The findings of this feasibility study will be used to refine the design of a larger multi-center trial identifying protocol strengths and limitations and importantly returning preliminary study effect estimates for sample size estimation. A more detailed budget will also be established using data from this initial study.

The pragmatic approach of negligible alterations to the pre-existing ICU policies and procedures regarding glucose management is intentional, aiming for this study to proceed with minimal disruption to standard ICU clinical work routines. If successful, a subsequent larger multi-center trial derived from the present proposed pilot study may clarify the efficacy of an intervention altering the composition of enteral nutrition in ICU patients as a standalone therapy for dysregulated glucose management in ICU patients.

Treatment of hyperglycemia, predominantly involving insulin therapy, remains controversial in the critically ill.
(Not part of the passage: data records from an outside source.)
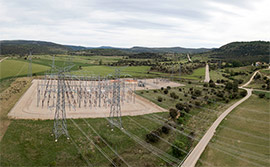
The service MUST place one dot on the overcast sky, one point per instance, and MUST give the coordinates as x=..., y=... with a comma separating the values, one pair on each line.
x=127, y=23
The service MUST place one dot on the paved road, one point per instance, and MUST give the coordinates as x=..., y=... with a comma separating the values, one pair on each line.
x=251, y=78
x=207, y=76
x=194, y=156
x=3, y=59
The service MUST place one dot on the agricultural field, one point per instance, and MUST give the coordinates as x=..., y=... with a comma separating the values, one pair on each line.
x=19, y=68
x=31, y=143
x=129, y=71
x=197, y=74
x=248, y=148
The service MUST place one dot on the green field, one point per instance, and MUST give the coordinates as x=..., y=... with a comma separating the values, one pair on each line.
x=29, y=143
x=15, y=68
x=216, y=75
x=197, y=74
x=132, y=71
x=245, y=148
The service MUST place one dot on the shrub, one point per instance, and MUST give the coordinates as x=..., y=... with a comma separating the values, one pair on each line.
x=166, y=91
x=261, y=95
x=152, y=137
x=220, y=94
x=179, y=106
x=165, y=129
x=177, y=152
x=173, y=95
x=240, y=81
x=197, y=103
x=187, y=109
x=173, y=113
x=180, y=120
x=182, y=114
x=212, y=84
x=243, y=93
x=194, y=97
x=198, y=93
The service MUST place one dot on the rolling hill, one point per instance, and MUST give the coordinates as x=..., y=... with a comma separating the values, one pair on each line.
x=243, y=51
x=43, y=47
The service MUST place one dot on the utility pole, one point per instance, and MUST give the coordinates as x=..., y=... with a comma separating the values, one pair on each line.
x=115, y=111
x=30, y=65
x=60, y=124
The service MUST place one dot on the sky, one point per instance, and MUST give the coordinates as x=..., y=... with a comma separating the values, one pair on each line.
x=127, y=23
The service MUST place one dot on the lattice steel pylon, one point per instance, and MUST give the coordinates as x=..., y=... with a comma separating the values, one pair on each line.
x=115, y=110
x=60, y=125
x=30, y=65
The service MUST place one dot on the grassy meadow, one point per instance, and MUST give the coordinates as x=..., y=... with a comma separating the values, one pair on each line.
x=245, y=147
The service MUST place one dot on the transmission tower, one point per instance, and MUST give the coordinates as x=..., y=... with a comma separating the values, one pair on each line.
x=179, y=71
x=30, y=65
x=60, y=124
x=115, y=111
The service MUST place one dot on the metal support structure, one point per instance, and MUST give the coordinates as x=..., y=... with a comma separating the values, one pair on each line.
x=30, y=65
x=115, y=111
x=60, y=124
x=61, y=88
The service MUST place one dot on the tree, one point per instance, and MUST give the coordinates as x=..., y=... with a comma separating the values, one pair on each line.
x=179, y=106
x=173, y=113
x=180, y=120
x=197, y=93
x=100, y=62
x=166, y=91
x=261, y=95
x=152, y=137
x=177, y=148
x=165, y=129
x=243, y=93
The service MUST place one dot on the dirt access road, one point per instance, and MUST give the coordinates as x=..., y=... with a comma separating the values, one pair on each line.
x=3, y=59
x=207, y=76
x=194, y=156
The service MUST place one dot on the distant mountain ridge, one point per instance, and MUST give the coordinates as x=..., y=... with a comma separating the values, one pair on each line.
x=243, y=51
x=138, y=49
x=43, y=47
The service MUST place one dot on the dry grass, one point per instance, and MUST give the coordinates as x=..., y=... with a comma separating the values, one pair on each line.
x=8, y=99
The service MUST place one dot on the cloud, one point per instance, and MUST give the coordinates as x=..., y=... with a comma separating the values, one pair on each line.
x=122, y=23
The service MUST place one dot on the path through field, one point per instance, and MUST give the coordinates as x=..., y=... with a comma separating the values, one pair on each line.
x=194, y=156
x=3, y=59
x=207, y=76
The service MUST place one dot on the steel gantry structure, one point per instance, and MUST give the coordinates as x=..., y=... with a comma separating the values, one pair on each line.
x=61, y=89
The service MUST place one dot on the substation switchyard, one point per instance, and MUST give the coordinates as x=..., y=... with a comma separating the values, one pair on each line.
x=62, y=95
x=65, y=91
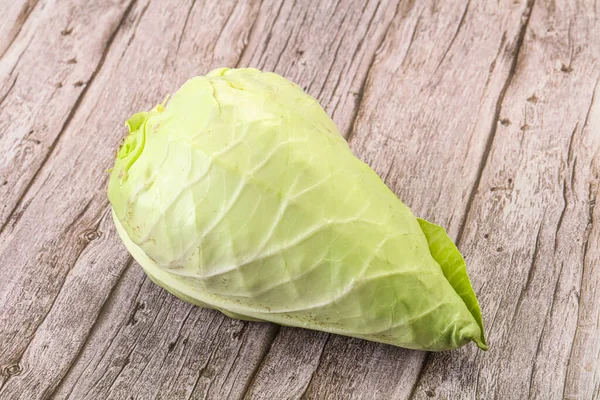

While there is evidence to indicate diabetes specific enteral nutrition formulae are beneficial in reducing blood glucose levels in general patients with diabetes, at both a ward and community level, limited evidence supports this practice in the intensive care setting. At present, modification of the composition of enteral nutrition is rarely considered to be an efficacious mode of therapy for glucose control despite its significant contribution to total carbohydrate intake. This pilot study intends to investigate the feasibility and efficacy of diabetic specific nutrition formulations as an additional therapeutic measure in glucose management in the ICU.